阿南町新野の国重要無形民俗文化財、新野の雪祭り(金田伸由宮司、金田昭徳保存会長)が14日深夜から15日早朝にかけて、伊豆神社境内で繰り広げられた。拝殿の前で幸法(さいほう)や茂登喜(もどき)といった仮面をつけた神々が夜通し舞い、豊年を祈念した。
伊豆神社境内には多くのアマチュアカメラマンなどが陣取り、神々の登場を待った。本殿の儀式が終わる午前1時すぎ、消防団の若者がまきや丸太で幸法の館をたたき「ランジョウ、ランジョウ」と声を上げた。宮司が舟形に乗せた火で巨大松明(たいまつ)に明かりをともすといよいよお庭での舞が始まった。
幸法や茂登喜といった仮面の神々が舞うと地元の人々が「いよっ、おとっつぁま。いい腰つきだ」などと囃(はや)し立てた。このほか、馬形をつけた2人が登場する「競馬(きょうまん)」や宮司による「お牛」、赤い3匹の鬼が登場する「天狗」など朝にかけてさまざまな神々が登場した。

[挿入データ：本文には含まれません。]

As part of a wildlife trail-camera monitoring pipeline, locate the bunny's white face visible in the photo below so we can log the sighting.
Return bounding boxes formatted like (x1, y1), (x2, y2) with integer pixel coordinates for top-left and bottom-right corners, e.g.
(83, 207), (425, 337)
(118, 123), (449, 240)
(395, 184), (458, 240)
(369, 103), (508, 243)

祭りには、囃子(はやし)や祭りの配役などに郷土芸能子ども教室で学ぶ小中学生も数多く参加。競馬を担当した中学2年の男子は3、4歳のころから毎年雪祭りに参加してきた。これまでにも神婆(かんば)や天狗などの役を担当した。「祭りに参加するには厳しいしきたりを守って身を清める。大変だけど伝統の重さとやりがいを感じる」と話していた。